Sony potrebbe aver concesso in sordina agli editori una piccola tregua all’interno della propria strategia di dismissione dei dischi fisici. Secondo un report di Game File, Sony avrebbe inviato un messaggio privato agli sviluppatori e agli editori PlayStation, indicando che i riordini dei titoli attualmente disponibili su disco fisico resteranno possibili anche dopo gennaio 2028, a patto che il gioco in questione sia stato pubblicato prima di quella data limite.
Questa distinzione, se confermata, avrebbe conseguenze pratiche. Il post sul blog PlayStation di Sony dedicato alla dismissione spiegava che la fine della produzione di dischi fisici non avrebbe avuto impatto sui giochi già usciti, o in uscita entro gennaio 2028, in formato fisico; il presunto messaggio privato si spinge però oltre, chiarendo esplicitamente che sarà comunque possibile riordinare le copie fisiche di quei titoli anche oltre quella data. È previsto che, dopo la transizione, il processo di ordine in sé cambi, anche se al momento Sony non avrebbe ancora fornito dettagli su come.

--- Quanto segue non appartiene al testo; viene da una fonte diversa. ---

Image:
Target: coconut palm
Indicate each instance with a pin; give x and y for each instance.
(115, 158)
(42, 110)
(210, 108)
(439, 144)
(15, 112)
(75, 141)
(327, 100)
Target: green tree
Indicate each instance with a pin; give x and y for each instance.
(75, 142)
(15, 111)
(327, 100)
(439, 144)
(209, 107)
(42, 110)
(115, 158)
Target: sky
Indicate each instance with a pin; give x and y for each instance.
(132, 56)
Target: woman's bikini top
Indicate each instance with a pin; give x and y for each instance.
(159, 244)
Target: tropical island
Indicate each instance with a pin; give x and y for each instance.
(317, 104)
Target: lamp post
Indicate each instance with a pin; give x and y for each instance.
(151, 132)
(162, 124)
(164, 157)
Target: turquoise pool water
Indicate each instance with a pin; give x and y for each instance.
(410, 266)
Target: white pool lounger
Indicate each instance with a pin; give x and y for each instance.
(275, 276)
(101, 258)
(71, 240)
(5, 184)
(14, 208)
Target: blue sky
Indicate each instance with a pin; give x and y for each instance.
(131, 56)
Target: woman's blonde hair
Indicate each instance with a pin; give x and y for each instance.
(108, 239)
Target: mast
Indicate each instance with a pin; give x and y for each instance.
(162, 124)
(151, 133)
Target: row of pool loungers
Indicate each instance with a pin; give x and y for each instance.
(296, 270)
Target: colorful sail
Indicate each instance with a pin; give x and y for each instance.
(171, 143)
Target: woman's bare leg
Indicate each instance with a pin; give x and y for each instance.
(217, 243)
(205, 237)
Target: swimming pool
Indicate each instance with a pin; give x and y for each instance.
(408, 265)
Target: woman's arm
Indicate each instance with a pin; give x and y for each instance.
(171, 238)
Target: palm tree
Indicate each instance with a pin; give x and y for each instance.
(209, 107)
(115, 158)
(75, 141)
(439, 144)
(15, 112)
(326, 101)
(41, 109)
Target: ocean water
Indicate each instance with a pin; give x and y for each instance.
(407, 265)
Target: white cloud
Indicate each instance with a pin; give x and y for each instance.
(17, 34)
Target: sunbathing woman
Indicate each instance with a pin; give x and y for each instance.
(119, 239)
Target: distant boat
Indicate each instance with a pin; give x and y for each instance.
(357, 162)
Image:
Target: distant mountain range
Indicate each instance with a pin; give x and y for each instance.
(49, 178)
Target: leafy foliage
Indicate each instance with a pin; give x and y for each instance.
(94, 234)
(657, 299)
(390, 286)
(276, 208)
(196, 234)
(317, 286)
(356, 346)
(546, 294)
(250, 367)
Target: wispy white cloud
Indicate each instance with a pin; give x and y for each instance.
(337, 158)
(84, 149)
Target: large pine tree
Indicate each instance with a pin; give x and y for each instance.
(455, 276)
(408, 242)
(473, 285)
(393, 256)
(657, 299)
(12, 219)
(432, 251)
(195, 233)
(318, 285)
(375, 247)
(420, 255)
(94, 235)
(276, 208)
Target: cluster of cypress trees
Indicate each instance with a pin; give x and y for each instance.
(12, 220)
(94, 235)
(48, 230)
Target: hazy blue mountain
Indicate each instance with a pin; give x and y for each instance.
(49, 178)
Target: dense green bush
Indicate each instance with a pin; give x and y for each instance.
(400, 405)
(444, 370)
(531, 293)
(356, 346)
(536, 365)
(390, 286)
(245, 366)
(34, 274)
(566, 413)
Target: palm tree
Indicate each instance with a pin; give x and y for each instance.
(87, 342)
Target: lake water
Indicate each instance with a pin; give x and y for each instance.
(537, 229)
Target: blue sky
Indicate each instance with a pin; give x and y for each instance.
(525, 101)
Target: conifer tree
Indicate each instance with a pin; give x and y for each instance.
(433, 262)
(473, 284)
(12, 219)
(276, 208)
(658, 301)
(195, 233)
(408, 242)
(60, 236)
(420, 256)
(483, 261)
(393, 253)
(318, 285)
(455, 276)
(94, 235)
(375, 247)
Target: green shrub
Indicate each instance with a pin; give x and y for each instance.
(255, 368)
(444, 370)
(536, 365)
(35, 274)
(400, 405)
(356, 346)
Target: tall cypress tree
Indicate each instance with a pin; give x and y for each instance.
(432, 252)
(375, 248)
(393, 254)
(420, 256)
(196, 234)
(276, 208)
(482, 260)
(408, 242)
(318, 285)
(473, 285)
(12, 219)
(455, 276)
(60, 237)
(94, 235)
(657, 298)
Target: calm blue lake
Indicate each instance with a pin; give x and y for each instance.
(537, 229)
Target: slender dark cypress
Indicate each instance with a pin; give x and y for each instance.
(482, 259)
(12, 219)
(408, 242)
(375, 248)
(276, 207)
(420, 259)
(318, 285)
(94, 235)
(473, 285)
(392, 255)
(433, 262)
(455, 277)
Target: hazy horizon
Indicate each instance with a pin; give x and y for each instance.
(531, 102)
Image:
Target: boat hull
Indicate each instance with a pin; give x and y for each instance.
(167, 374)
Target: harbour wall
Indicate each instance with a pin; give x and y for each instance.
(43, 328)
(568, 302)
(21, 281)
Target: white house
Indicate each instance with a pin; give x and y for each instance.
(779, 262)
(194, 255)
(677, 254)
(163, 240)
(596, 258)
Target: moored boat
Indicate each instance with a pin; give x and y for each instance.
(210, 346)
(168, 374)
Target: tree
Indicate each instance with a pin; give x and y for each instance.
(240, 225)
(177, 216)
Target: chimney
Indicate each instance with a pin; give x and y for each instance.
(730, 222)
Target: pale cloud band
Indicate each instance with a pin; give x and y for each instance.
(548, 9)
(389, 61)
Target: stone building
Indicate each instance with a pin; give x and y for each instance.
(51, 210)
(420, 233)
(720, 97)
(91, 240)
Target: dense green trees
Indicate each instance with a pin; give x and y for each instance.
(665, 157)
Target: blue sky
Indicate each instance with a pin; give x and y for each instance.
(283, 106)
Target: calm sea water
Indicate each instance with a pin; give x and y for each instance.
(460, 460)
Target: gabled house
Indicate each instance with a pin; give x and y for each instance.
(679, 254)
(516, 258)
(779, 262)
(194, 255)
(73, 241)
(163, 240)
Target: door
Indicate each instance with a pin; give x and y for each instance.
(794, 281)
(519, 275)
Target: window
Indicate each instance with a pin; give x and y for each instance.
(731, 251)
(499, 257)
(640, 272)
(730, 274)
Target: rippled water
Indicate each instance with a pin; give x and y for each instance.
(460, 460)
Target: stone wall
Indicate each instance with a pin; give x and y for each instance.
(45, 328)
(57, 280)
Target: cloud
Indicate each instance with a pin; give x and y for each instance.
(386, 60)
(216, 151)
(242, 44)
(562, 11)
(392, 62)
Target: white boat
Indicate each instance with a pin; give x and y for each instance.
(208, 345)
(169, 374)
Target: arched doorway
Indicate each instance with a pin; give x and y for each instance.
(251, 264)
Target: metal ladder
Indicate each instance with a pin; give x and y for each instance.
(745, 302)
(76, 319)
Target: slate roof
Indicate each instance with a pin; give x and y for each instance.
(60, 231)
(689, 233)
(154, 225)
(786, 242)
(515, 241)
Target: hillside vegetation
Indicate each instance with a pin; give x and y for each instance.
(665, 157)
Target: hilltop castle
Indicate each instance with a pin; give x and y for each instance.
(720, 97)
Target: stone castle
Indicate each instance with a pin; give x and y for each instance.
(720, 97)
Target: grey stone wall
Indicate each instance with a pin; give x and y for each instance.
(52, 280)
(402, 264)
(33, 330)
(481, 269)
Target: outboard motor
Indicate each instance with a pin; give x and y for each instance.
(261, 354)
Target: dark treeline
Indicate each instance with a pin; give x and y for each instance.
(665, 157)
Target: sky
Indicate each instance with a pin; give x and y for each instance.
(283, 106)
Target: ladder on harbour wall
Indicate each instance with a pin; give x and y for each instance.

Il report arriva mentre Sony ha già destinato risorse significative allo smantellamento della propria infrastruttura produttiva per i dischi. Lo stabilimento dell’azienda a Salisburgo, in Austria, è in fase di riconversione per la produzione di microlenti ottiche: una scelta che indica come la dismissione rappresenti un cambiamento strutturale e non una decisione commerciale facilmente reversibile. In questo contesto, la clausola sui riordini di cui si parla appare più come un’esenzione molto circoscritta che non come un allentamento della strategia complessiva di Sony.
Secondo quanto riportato, Sony avrebbe inoltre fatto sapere che offrirà agli editori la possibilità di lanciare nuovi giochi al dettaglio tramite codici digitali, un meccanismo che manterrebbe una presenza fisica nei negozi per le nuove uscite senza richiedere la produzione di dischi. Al momento non sono stati condivisi ulteriori dettagli su questo programma. Se da un lato l’opzione dei codici digitali risponderebbe alle preoccupazioni riguardo alle nuove uscite confinate nell’ecosistema dello store online di Sony, dall’altro le implicazioni complessive per la conservazione dei videogiochi e per il collezionismo di supporti fisici restano profonde, poiché la scomparsa di nuove release su disco è destinata a lasciare un segno duraturo sull’industria.
Lo stop definitivo alla produzione di dischi fisici da parte di Sony è previsto per gennaio 2028.